Dick Hagelberg, who plays French horn in the Hobart Area Concert Band, provided two tickets to attend its Winter Concert. The first part featured holiday music such as a Christmas medley and “Sleigh Ride” by Leroy Anderson. After intermission the band, directed by Susan Williams, started with the Twentieth Century Fox “Fanfare” by Alfred Newman and then played selections by John Williams (arranged by Robert W. Smith) from “Star Wars” episodes. Members of the Northern Darkness Garrison of the 501st Legion dressed as “Star Wars” characters walked down the aisle, came on stage, and posed in the lobby afterwards for photos. Dining at Longhorn Steakhouse, Cheryl Hagelberg mentioned seeing a video of me speaking on Mexican Repatriation at Porter County Museum while attending an exhibit featuring work by her son Corey.
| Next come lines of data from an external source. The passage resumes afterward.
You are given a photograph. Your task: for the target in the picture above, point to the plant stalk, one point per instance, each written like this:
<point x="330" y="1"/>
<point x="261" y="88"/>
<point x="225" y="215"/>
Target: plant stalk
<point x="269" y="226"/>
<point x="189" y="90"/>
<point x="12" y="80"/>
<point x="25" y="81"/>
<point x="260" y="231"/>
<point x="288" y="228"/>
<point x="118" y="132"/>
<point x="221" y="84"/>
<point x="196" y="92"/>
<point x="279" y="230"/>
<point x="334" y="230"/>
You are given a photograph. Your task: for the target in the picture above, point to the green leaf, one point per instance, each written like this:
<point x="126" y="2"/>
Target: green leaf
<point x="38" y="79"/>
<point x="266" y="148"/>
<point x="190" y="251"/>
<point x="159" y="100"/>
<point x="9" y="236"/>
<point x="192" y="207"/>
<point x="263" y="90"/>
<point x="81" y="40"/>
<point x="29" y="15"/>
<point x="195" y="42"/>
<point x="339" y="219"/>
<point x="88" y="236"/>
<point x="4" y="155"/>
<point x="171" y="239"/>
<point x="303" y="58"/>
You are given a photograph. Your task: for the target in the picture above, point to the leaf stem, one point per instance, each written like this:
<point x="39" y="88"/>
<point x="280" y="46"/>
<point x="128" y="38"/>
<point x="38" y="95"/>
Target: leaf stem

The video was part of a display that student’s in VU professor Heath Carter’s History class put together.
below, Porter County Museum
In “Reckless: My Life as a Pretender” Chrissie Hynde admits to sleeping with legions of rock stars and bikers and ingesting enough booze and drugs to leave her frequently in bed with virtual strangers. Johnny Rotten got his last name due to the condition of his teeth, she claimed, and Iggy Pop resembled the Mad magazine fictional character Alfred E. Newman when not in his stage persona. As the Pretenders took off on the road to fame, the deaths of lead guitarist Jimmy Honeyman Scott and bass player Peter Farndon left Hynde shaken. Giving birth to a daughter, Chrissie cleaned herself up and went on to enjoy 30+ years of success.
Anne Balay wrote:
Last night I went to see a Drag King show, and the man sitting behind me saw my “Steel Closets” jacket and took me aside to tell me that he works in the merchant marine, where he is closeted and scared. He sees gay people in places like Philadelphia, and thinks it’s just a whole other universe. I saw his face wash with relief when I described the experiences of my narrators. Sometimes I feel so alone as an academic, never really one of the "in crowd" - marginally employed. Moments like that, where my work lessens the isolation of just some regular person, I hope is what defines me.